Crude output from Nigeria, Africa’s top oil producer, fell 2.3 percent in the first half to 382 million barrels while gas production rose almost 25 percent to 34 billion cubic meters, a central bank report showed.
Daily crude and condensate output averaged 2.09 million barrels a day compared with 2.14 million a year earlier, the Abuja-based Central Bank of Nigeria said in its review of the economy for the first six months of the year published on its website. An estimated 6.02 billion cubic metres of gas was flared during the period, a 7.38 percent decrease year-on-year.
The drop in crude production was due to “increased vandalism of oil pipelines and crude theft in the Niger delta region,” the bank said yesterday in the report.
Nigeria is a major source of U.S. crude imports. Attacks by armed groups targeting the oil industry cut more than 28 percent of output from 2006 to 2009, according to data compiled by Bloomberg. The West African nation lost $7 billion to these thefts in 2011, the central bank said. At least 150,000 barrels a day are siphoned by criminal gangs, Royal Dutch Shell Plc’s Nigerian unit said in February.
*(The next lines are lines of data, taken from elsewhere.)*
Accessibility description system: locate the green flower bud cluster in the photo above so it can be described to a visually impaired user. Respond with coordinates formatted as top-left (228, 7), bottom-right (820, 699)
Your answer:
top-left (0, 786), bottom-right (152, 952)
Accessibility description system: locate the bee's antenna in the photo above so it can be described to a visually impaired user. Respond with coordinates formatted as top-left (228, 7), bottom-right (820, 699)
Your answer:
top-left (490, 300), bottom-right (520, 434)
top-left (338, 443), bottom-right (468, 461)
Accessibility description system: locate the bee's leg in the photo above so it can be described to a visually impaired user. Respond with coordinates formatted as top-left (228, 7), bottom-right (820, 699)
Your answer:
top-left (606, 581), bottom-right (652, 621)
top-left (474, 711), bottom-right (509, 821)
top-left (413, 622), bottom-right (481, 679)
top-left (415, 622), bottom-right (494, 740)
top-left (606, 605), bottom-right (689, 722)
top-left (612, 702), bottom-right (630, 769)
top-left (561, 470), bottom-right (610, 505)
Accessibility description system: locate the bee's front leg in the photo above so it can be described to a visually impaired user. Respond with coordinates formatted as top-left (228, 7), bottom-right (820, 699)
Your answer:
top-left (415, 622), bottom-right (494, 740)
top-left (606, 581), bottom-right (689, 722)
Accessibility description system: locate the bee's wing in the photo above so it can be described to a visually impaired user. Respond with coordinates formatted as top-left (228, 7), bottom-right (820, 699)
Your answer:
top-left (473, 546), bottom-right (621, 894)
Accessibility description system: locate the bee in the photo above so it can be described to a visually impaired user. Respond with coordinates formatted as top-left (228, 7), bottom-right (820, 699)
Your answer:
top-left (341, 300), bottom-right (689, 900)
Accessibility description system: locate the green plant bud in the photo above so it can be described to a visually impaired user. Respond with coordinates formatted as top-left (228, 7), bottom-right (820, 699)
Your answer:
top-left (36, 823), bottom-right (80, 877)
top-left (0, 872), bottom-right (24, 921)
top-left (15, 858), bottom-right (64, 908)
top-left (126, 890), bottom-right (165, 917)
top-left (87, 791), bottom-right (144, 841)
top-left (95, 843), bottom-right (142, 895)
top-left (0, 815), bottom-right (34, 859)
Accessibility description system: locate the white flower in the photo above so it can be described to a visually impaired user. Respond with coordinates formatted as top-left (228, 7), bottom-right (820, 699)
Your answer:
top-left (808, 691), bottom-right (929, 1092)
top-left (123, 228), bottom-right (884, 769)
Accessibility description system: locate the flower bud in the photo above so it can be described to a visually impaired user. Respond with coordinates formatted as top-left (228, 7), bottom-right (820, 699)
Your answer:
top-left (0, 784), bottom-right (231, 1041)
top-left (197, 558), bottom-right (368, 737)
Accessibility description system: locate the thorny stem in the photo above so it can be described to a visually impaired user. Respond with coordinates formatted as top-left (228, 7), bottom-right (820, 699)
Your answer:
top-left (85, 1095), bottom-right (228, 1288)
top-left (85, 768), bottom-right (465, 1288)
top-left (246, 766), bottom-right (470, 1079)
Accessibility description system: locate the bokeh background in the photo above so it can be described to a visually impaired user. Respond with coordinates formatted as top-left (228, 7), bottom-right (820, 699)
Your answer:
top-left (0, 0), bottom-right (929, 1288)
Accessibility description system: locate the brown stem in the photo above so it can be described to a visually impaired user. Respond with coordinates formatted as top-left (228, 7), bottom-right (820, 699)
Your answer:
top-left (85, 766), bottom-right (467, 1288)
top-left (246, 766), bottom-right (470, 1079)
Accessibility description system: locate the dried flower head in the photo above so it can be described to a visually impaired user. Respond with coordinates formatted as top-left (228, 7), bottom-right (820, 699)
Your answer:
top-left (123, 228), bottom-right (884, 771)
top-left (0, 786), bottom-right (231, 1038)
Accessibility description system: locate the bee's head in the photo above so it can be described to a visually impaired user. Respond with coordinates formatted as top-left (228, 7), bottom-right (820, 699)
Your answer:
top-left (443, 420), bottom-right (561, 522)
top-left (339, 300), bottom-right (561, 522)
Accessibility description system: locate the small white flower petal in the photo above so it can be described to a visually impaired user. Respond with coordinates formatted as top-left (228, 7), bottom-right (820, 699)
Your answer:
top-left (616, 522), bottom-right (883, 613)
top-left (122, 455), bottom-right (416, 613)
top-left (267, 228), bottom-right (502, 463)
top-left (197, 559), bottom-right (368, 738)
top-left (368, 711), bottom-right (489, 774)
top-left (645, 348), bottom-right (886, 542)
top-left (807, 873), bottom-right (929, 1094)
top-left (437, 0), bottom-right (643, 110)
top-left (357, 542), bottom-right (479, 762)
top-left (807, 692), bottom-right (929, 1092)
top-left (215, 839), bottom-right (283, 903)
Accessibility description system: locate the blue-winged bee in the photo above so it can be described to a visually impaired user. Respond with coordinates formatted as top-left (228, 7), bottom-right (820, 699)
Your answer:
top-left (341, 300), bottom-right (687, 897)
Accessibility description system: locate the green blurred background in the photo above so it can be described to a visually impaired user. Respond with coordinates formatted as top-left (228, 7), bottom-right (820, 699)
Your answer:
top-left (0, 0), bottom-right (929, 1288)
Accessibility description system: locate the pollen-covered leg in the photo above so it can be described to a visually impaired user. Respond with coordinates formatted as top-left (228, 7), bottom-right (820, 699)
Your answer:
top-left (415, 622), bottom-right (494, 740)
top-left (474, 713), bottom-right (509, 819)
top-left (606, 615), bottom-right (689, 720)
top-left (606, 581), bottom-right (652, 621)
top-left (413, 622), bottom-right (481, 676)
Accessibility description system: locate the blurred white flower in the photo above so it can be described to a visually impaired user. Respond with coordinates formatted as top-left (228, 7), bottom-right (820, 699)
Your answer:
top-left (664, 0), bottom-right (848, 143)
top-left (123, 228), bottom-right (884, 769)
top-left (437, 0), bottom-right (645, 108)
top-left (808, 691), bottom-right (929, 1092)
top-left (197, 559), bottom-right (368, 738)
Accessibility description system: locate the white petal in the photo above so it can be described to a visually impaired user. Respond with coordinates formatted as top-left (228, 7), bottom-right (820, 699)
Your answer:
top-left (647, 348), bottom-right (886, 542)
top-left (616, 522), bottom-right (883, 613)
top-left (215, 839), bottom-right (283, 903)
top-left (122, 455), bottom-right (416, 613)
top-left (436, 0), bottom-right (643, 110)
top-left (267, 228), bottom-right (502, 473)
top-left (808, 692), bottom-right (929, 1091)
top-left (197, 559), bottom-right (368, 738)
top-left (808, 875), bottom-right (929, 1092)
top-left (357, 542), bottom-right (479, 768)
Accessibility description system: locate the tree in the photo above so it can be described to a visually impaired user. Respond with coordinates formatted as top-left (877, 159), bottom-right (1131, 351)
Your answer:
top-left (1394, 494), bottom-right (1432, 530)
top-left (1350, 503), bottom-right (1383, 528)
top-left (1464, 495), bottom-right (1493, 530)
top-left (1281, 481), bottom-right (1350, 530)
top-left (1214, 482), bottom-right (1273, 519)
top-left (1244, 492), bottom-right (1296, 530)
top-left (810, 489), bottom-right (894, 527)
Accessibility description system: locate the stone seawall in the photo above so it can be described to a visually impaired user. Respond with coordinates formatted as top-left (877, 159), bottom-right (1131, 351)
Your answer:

Income from oil, representing 78 percent of total revenue, climbed 13.8 percent year-on-year to 4.36 trillion naira ($27.7 billion) and exceeded the budget estimate by 31.3 percent, the report showed.
“The increase in federally-collected revenue relative to budget estimate was largely attributed to the rise in oil revenue arising from high crude prices which averaged $115.05 a barrel in the international market,” the central bank said.
Africa’s most populous nation of more than 160 million people rely on oil for more than 95 percent of export earnings and 80 percent of government revenue, the Finance Ministry said.
Shell, Exxon Mobil Corp., Chevron Corp., Total SA and Eni SpA run joint ventures with state-owned Nigerian National Petroleum Corp. that pump about 90 percent of the country’s crude.